When they need coffee they would parch the coffee in the fire, and grind it up.
We lived mainly off the face of the earth. We would kill us a deer or some other game. If we needed something sweet
we would find a bee tree. You hardly ever saw a doctor. He would travel in a buggy. They would call him to Blaine Bottom.
You would not see him for days. They had a lot of typhoid fever. The doctor would hire someone to drive the wagon while
The way Stigler go it's name from Bill Stigler's daddy. His father came and built a store and post office in this town.

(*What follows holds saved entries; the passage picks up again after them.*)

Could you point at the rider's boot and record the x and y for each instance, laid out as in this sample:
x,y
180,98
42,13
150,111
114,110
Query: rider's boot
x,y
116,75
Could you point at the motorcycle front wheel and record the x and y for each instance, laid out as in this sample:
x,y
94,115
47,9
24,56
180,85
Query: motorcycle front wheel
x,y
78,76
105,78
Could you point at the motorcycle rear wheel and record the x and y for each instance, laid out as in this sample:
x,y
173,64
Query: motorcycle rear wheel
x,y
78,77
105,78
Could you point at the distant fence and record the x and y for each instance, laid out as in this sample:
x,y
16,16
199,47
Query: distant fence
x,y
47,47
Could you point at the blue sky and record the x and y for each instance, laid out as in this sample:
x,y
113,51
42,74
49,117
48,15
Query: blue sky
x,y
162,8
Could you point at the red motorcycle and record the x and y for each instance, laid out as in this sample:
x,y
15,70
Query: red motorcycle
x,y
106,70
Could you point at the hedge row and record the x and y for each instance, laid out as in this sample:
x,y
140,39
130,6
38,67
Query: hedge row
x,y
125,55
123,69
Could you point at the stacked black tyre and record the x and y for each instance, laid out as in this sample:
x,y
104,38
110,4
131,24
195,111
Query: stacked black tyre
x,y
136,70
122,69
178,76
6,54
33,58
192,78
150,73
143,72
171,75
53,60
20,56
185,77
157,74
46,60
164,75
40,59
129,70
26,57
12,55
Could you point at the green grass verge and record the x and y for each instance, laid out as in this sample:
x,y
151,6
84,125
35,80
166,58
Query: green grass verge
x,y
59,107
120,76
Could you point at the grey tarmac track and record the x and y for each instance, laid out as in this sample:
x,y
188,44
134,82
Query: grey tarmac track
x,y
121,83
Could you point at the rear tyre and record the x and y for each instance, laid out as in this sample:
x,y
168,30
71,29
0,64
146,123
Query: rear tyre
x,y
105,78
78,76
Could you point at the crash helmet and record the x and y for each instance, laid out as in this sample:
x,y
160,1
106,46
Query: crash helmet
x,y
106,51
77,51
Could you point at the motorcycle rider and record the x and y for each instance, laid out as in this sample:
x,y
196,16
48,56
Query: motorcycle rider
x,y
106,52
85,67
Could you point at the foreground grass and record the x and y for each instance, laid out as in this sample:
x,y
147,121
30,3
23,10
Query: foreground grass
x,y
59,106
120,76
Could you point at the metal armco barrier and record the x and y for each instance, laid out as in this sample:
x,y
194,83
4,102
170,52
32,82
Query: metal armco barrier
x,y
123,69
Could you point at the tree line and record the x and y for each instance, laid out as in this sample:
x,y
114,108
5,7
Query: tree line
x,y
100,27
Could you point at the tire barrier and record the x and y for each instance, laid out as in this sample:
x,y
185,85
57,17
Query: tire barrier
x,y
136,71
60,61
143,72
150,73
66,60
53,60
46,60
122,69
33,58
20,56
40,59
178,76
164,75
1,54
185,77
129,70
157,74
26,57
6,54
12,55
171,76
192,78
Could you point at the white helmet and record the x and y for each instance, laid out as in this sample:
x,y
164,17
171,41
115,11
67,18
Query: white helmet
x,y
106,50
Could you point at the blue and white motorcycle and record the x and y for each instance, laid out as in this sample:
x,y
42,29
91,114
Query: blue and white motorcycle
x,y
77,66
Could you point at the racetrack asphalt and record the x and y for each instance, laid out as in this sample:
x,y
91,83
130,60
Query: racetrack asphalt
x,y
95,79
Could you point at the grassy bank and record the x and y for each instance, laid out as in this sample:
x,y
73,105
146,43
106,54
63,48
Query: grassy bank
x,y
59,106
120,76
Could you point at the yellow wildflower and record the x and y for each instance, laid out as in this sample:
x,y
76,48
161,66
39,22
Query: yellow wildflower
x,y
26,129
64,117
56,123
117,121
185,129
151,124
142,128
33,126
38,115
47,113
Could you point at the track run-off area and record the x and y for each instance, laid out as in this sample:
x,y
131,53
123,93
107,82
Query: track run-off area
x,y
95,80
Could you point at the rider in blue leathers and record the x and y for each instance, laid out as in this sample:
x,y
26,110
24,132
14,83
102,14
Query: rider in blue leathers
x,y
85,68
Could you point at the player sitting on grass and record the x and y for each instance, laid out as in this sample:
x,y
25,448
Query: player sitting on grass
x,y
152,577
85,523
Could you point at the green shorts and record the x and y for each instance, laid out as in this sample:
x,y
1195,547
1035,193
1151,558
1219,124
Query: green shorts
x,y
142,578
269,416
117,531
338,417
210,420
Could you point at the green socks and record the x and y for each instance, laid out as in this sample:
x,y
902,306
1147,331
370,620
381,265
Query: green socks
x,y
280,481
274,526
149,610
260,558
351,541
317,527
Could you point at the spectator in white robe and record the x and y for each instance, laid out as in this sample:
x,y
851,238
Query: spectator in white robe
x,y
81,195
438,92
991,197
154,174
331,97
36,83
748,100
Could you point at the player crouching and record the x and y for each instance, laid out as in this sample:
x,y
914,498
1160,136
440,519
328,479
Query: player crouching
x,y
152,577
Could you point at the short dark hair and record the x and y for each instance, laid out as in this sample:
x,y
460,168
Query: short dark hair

Judge Garland had a house a couple miles from Stigler. His house had 15 rooms. Every now and then he would have a party.
His hired help would kill 15 hogs.
DAVID PHILLIPS: Tell about the time you worked at Oklahoma State Prison.
BASS McGUIRE: I worked at the prison for three years. When I worked there the prison was self-supporting. The prison
had it's own garden, dairy, and ranch. They would can the vegetables and sell them to schools, churches, and other organizations.
DAVID PHILLIPS: Were there ever any escaped during your time?
BASS McGUIRE: No, the only bad incident was when I had to shoot a n----- with a gas gun. He threw hot coffee into the
face of a fellow inmate because he would not slip him a knife. I asked the guy if he wanted to beat the n----- up, but he
said he was afraid. We decided to move the n----- to solitary. He would not move out of his cell, I shot him in the head
with a 12 gauge gas gun. He came out in a hurry. After I had locked him up without a mattress, he stuffed his shirt down
the toilet. He turned the water on and flooded the whole floor. The next morning he wanted me to clean the water out of
his cell. I told him, hell no, he made the mess, he could live in it.
(This concludes the interview of Bass McGuire, by David Phillips.)